There are, of course, vital American interests to be pursued following the demise of the Assad regime. They include:

  • Curtailing Syrian support for terrorist groups including Hezbollah, Hamas and the Palestinian Islamic Jihad.

  • Weakening Iran’s influence in Syria and Lebanon, which was facilitated by its close relationship with the Assad government.

  • Preventing the emergence of a radical Islamist government in Syria.

  • Securing or destroying Syria’s arsenal of chemical and biological weapons and confirming the destruction of its nuclear program.

  • Increasing prospects for a Syrian peace with Israel.

To these ends, there is surely more the Obama administration could be doing:

  • Build an international coalition of states to further isolate the Syrian government. Despite professed outrage from the international community over the mounting civilian death toll, precious little has been accomplished by the Arab League or the UN. The Arab world and Europe should be persuaded to sever their trade ties to Syria, especially in the energy sector, a prime source of revenue for Assad’s government.

  • Explore cooperation with Turkey. This is a necessary condition for an anti-Assad coalition to implement measures including no-fly zones and monitoring Syria’s borders, especially with Iran. Given the rocky relations of late between Ankara and Washington, such cooperation can hardly be considered a given.
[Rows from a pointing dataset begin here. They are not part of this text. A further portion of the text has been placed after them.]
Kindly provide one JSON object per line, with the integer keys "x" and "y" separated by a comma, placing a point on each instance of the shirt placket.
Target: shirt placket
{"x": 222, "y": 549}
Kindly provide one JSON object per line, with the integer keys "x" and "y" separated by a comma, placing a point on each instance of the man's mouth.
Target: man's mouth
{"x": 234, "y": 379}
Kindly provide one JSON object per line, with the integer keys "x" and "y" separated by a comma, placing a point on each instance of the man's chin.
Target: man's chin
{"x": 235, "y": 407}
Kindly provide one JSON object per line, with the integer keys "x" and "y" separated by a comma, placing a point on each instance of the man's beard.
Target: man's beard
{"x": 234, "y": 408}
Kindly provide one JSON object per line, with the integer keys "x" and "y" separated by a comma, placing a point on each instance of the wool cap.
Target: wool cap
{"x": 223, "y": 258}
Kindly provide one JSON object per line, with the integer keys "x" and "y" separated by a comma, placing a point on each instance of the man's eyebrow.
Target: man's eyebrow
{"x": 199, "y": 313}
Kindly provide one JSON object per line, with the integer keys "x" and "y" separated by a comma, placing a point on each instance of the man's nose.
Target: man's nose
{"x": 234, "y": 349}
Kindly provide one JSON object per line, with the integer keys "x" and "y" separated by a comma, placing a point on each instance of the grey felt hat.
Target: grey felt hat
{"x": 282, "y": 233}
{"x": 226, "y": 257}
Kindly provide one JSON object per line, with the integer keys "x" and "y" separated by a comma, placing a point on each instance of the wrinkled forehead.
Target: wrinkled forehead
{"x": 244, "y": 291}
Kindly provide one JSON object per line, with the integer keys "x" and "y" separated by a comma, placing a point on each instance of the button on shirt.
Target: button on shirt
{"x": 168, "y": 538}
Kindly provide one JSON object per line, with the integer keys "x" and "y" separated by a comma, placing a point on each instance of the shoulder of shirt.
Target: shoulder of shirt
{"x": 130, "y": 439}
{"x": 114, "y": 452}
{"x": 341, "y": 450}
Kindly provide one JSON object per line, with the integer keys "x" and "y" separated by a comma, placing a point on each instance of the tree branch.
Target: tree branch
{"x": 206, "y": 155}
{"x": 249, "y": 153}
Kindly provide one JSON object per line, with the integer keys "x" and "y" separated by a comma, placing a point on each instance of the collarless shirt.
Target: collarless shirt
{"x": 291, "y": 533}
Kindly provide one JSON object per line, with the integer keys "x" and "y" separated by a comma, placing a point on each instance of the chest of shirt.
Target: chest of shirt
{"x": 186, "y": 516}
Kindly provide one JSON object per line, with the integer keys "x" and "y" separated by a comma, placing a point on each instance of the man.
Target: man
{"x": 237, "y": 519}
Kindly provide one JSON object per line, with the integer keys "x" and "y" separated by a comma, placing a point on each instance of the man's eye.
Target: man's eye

  • Secure agreement with the FSA, SNC and NCB regarding the destruction and removal of Syrian WMDs and associated research and development programs in territories no longer under the Assad regime’s control.

  • Assist the SNC and NCB in reconciling their differences and in their preparation for future elections so that a cadre of leaders of varying views will be ready to campaign for office in a post-Assad Syria. This can be accomplished through direct assistance as well as through training provided by internationally accredited nonpartisan organizations.

Progress in these areas could greatly boost prospects for the formal recognition of a new Syrian government by the United States. Such steps would be a logical follow-up to President Obama’s recent call for President Bashar al-Assad to step down. Without such actions, the brutal crackdown will continue, and U.S. interests will continue to be at risk.